То, что говорила Ина Бартольди, было одновременно грузом и облегчением.
Маргрете вполне могла сказать правду. В таком случае, я действительно на протяжении двадцати трех лет носила в себе воспоминания об убийстве Юлиана, запаниковала после звонка Торбена Шляйхера и позвонила Пьеру, после чего поспешила на Пёль, где пыталась помешать Сабине выяснить правду о Юлиане, короче говоря, я находилась в постоянном стрессе. Однако по-прежнему было не понятно, как произошла авария.
Но Маргрете могла и солгать. В действительности я могла приехать на Пёль, чтобы воспользоваться возможностью и помириться с сестрой. Об убийстве Юлиана я могла узнать в тот вечер, когда мы грилили, и конечно же разволновалась по этому поводу. Когда Сабина и я собрались рассказать о том, что выяснили, нас преследовали и спровоцировали аварию. Непонятно только было, кто ехал следом за нами
В общем и целом, разговор с Иной Бартольди ничего не дал, плохое предчувствие тоже никуда не делось. Участвовать в смерти когда-то любимого человека — пусть даже помогая скрыть это преступление — это был чудовищный душевный груз. Меня поддерживала только надежда, что все это было сплошным обманом.

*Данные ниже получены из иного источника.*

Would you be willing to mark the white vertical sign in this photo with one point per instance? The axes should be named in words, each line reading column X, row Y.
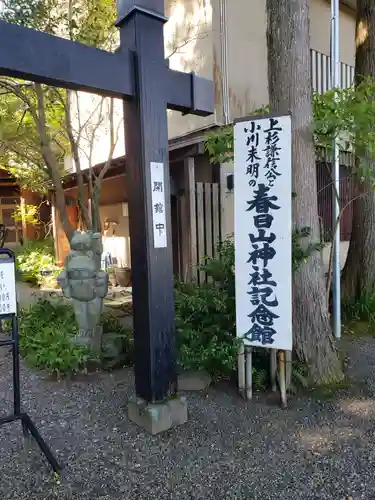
column 159, row 220
column 263, row 231
column 8, row 298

— Я вижу по Вам, что вы хотите ясности, — сказала она. — И понимаю это. Но я уже несколько недель назад советовала Вам не ездить на Пёль, и сегодня я дам Вам тот же совет. Пожалуйста, не пытайтесь обхитрить Ваш мозг. Посмотрите на себя, Лея. Поиски правды больше навредили Вам, чем помогли.
Несколько недель я испытывала нечто, похожее на счастье. Время, проведенное с Пьером, поездки по зеленому острову, чувство духовного пробуждения несказанно хорошо повлияли на меня. В Аргентине я никогда не испытывала такого. Ни мой брак, ни любовники не доставляли мне такого удовольствия, в своей жизни я так редко любила всем сердцем. С фотографиями было нечто подобное. У меня их, наверное, десятки тысяч, но я ни разу не сняла собственную страну. Если подумать, авария, несмотря на ужасные последствия, дала мне шанс. Но я им не воспользовалась.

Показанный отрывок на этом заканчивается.